A Farmington woman who wanted to claim her boyfriend as a dependent on her tax form was warned that she might be violating a state law against fornication, according to this report from Fox9's Tom Lyden. The state Department of Revenue eventually backed off its claim that her tax declaration was violating state law - but only because the tax people assumed that she and her boyfriend were having sex. Confirming that fact probably goes beyond the scope of your average tax audit.
The fornication law dates to 1967 and consists of one line:
"When any man and single woman have sexual intercourse with each other, each is guilty of fornication, which is a misdemeanor."
A misdemeanor carries a maximum of 90 days in jail.

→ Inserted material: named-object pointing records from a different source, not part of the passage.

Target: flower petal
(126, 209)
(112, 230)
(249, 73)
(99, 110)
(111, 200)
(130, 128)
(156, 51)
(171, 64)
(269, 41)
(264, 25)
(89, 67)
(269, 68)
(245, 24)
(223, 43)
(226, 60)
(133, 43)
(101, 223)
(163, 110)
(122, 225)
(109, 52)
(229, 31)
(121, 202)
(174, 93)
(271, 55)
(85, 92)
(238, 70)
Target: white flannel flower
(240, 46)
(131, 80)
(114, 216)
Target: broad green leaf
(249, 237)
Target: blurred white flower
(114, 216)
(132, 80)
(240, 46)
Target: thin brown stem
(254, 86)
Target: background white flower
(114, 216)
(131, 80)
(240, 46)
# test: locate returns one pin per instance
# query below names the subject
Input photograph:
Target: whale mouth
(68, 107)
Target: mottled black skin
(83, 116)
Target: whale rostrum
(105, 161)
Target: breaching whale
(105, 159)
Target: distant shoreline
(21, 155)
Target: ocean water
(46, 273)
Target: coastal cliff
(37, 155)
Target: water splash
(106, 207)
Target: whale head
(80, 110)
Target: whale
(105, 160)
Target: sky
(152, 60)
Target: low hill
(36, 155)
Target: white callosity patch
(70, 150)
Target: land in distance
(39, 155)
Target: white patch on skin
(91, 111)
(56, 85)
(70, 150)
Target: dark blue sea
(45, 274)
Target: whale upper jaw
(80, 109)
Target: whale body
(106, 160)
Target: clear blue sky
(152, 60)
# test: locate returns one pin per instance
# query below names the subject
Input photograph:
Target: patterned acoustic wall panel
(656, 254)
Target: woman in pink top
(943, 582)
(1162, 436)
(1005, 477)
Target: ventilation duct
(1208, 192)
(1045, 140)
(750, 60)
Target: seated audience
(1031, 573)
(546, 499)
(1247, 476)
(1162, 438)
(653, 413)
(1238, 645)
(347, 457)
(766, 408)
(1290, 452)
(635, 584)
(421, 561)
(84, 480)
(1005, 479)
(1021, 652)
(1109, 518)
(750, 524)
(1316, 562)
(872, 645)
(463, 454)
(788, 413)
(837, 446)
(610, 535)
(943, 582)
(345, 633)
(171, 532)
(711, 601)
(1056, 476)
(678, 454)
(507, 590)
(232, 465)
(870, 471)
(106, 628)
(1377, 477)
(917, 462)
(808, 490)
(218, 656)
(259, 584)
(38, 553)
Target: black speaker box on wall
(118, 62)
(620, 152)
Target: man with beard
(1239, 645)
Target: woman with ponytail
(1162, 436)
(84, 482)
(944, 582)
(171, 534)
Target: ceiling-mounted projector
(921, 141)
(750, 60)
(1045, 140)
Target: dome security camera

Married women, by contrast, who have sex with men outside marriage are covered by the more extensive, and harsher, 1963-vintage adultery law:
When a married woman has sexual intercourse with a man other than her husband, whether married or not, both are guilty of adultery and may be sentenced to imprisonment for not more than one year or to payment of a fine of not more than $3,000, or both.
There's an insanity clause, and a one-year get-out-of-bed free provision:
No prosecution shall be commenced under this section except on complaint of the husband or the wife, except when such husband or wife is insane, nor after one year from the commission of the offense.
Finally, there's the "she wasn't wearing a ring" excuse:
It is a defense to violation of this section if the marital status of the woman was not known to the defendant at the time of the act of adultery.